A modo de chanza, para conjurar el dolor que sintió en la experiencia por la que nació Made in Prison, Juliana dice que su papá cayó por la “dosis personal... de cien mil personas”, porque lo cogieron con dos toneladas de marihuana en el Cauca. Eso fue en 2017, cuando ella tenía 27 años y 25 su hermana Sara. A pesar de que ya estaban creciditas, lo cierto es que se dieron cuenta de que nadie está preparado para que alguien cercano pierda la salud o la libertad y fuera de eso ella misma adquirió la claridad frente a que quien comete una falta debe pagarla, pero a la vez saber que todos tenemos derecho a segundas oportunidades. “Cuando uno está en ese drama, entiende que no somos solo nosotros, sino que hay un montón de personas viviendo la realidad carcelaria y que desafortunadamente no hablan de eso porque es un tabú”, cuenta.

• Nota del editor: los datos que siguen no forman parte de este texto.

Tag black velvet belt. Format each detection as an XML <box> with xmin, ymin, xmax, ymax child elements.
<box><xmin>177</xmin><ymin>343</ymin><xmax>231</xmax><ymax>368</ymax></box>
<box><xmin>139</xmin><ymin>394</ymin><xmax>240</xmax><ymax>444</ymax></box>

Y ahora dice que si bien no se siente orgullosa de lo que hizo el papá, sí lo está de la manera como lo asumió. El primer día en que fueron a visitarlo, las recibió con dos manillas marcadas con sus nombres, hechas por él, aunque jamás en la vida le habían conocido dotes de artesano. Les causó curiosidad verlo animado y orgulloso de su obra manual. En encuentros posteriores empezaron a comprar las manillas que hacían compañeros de patio, con el fin de aliviarles parte de las penurias, sobre todo a los que estaban lejos de sus familias.
Ahí fue que se les prendió el bombillo para pensar en que esto se podía escalar como terapia para pasar las eternas horas entre rejas y de paso obtener alguna retribución. La mecánica comenzó a ser la siguiente: las hermanas llevaban los materiales, les enseñaban a los internos a hacer las artesanías, recogían la producción acordando un precio, vendían la mercancía y les daban a los artífices de cada producto la ganancia que les correspondía, en un ejercicio que se aplicaba en el mismo penal donde estaba el papá.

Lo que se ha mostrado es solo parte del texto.